Défi Tech – intégration d’un capteur Keyence sur Linux & Python

tech
Natan Danous

Chez Psycle Research, nous concevons des solutions clés en main pour améliorer le contrôle qualité. Ces solutions sont adaptées aux besoins spécifiques de nos clients industriels.

Une fois les besoins et la faisabilité étudiés au cours d’une étude préalable, la solution Psycle est installée sur ligne de production. En terme de matériel utilisé, il s'agit d'un nano-ordinateur (série Jetson de NVIDIA) équipé d'une caméra. L'algorithme tourne sur le nano-ordinateur et analyse les images de la caméra afin de détecter des défauts.

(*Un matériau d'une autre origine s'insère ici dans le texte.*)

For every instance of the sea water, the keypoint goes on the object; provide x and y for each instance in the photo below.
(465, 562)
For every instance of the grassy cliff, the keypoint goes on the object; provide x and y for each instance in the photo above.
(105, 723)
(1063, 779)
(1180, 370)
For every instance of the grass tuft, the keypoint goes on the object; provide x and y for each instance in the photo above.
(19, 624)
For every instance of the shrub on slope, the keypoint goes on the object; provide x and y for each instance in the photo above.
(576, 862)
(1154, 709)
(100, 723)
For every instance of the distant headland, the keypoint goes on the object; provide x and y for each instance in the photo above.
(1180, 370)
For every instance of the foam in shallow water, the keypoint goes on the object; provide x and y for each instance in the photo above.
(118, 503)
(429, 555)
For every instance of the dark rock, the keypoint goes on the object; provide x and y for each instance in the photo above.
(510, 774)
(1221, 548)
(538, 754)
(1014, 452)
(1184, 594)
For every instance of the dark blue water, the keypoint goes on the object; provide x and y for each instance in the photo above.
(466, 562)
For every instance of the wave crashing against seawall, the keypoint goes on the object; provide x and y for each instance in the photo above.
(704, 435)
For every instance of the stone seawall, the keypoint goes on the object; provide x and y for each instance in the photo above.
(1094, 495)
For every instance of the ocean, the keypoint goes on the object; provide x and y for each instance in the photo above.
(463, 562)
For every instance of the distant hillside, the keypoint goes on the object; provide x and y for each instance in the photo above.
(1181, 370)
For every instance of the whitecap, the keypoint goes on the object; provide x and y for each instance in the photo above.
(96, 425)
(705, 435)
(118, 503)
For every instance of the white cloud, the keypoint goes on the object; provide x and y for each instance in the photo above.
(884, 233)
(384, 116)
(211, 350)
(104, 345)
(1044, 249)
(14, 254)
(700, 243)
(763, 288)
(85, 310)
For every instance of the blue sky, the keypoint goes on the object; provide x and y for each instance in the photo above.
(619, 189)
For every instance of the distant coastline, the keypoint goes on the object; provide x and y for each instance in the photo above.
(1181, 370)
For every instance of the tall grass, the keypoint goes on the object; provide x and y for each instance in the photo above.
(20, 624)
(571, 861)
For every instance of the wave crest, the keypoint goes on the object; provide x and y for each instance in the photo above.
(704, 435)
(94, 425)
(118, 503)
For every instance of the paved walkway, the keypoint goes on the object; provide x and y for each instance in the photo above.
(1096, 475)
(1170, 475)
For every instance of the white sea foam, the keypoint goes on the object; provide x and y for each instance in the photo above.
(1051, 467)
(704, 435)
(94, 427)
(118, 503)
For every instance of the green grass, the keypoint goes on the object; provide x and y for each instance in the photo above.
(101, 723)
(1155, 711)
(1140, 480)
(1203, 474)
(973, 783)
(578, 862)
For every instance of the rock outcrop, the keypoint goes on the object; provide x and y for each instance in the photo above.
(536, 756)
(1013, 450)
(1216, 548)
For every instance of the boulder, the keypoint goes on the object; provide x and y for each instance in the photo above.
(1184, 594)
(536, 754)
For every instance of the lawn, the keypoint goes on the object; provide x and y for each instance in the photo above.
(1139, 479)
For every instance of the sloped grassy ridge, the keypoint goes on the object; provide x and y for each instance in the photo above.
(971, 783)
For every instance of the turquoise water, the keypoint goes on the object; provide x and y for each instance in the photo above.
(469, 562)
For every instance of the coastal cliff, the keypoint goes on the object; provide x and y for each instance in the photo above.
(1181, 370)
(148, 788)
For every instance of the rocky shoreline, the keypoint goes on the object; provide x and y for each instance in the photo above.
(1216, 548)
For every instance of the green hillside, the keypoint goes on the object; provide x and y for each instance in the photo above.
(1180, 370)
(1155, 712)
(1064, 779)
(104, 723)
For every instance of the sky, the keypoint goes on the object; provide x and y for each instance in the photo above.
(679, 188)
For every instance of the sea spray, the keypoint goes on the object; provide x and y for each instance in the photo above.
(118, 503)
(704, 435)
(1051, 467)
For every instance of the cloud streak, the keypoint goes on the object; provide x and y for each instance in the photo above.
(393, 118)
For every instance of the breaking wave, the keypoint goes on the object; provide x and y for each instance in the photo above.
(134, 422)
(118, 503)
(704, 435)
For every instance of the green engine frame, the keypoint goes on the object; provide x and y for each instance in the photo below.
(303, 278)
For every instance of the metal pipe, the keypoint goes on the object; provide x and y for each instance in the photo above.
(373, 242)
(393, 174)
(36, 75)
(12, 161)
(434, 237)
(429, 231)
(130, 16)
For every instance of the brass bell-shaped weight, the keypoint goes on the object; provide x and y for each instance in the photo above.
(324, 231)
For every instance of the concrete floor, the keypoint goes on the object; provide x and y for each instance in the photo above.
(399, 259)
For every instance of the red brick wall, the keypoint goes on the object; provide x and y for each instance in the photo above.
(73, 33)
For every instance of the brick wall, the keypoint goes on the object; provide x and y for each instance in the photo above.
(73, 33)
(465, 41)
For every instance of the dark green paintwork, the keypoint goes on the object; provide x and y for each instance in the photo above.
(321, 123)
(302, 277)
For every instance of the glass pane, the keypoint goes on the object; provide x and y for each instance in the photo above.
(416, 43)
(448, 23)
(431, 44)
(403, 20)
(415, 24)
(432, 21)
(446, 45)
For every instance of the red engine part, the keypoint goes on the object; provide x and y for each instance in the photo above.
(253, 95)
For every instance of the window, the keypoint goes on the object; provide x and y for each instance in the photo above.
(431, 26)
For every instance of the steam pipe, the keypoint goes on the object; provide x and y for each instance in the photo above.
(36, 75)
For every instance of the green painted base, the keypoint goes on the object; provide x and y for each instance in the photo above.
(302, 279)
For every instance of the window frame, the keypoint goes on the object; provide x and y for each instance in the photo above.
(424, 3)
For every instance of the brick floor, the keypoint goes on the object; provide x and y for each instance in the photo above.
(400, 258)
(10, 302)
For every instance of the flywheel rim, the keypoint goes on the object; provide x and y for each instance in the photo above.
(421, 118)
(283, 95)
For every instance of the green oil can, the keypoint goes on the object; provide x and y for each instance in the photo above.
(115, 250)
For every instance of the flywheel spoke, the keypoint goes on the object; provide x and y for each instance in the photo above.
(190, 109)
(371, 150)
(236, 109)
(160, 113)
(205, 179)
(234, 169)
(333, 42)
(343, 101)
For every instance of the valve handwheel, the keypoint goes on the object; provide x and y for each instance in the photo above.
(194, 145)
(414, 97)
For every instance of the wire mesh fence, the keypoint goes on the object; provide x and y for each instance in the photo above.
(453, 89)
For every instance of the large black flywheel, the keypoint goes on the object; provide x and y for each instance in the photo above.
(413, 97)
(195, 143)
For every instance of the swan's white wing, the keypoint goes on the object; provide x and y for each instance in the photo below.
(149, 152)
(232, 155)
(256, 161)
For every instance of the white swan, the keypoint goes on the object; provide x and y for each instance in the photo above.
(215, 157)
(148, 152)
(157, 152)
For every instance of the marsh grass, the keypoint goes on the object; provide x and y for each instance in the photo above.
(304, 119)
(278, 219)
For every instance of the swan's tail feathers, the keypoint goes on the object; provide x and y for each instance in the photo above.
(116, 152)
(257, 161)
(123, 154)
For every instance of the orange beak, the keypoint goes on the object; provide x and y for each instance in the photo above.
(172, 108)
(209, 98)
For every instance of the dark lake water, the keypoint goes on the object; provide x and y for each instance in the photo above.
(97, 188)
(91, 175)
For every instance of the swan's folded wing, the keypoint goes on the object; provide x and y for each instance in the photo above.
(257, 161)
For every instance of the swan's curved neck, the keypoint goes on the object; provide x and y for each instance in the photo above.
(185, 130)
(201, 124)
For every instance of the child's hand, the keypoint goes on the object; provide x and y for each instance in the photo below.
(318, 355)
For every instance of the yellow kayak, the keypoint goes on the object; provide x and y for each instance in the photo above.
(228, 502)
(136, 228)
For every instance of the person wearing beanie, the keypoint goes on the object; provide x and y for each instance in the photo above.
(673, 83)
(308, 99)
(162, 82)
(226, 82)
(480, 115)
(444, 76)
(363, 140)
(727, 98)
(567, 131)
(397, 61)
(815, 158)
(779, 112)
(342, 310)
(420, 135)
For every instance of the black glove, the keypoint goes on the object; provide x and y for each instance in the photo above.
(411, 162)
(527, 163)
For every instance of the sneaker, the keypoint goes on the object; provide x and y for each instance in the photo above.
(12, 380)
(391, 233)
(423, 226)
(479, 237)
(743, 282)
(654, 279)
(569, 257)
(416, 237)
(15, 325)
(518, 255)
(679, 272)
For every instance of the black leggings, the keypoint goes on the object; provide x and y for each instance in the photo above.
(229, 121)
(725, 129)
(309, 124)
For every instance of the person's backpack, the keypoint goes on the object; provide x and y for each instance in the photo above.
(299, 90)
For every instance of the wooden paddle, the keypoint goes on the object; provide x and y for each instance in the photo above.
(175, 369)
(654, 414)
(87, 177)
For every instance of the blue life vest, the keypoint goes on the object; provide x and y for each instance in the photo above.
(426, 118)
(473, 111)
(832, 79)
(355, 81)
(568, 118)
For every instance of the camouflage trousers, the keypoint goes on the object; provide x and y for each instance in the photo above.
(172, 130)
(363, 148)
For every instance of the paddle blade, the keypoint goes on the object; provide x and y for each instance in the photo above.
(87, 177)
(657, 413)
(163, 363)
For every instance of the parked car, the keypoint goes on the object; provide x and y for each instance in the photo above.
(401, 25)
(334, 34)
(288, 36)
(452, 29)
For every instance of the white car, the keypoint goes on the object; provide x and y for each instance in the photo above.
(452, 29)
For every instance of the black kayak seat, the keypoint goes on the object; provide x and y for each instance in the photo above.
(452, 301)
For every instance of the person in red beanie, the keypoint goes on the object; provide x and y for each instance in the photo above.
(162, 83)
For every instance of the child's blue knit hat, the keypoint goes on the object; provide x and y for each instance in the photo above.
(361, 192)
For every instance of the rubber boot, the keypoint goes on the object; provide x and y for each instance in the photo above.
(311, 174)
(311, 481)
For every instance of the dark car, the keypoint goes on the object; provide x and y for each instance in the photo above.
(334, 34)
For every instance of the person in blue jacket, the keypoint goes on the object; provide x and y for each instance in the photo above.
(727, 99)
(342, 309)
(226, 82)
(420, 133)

Pour certains de nos clients, nous devons intégrer du matériel supplémentaire. Il peut s'agir d'une intégration directe à la machine de production ou bien de la collecte de données à partir d'un capteur. Nous présentons dans cet article ce dernier cas, qui nous a vu intégrer un capteur Keyence à notre système.

Un capteur complémentaire : le FS-N40 de Keyence

S'il est possible de faire tourner l'algorithme en continu, une solution plus judicieuse en terme de performance est d'exécuter l'algorithme uniquement lors du passage d'une pièce au moyen d’un capteur de présence.

Notre choix s'est orienté vers un capteur à fibre optique (détection du passage via un laser) et notamment le modèle FS-N40 de la marque Keyence. Ce capteur, couplé au module NU-EP1 (module Ethernet) permet, via une connexion standard (Ethernet / IP), de déterminer quand un objet passe devant celui-ci.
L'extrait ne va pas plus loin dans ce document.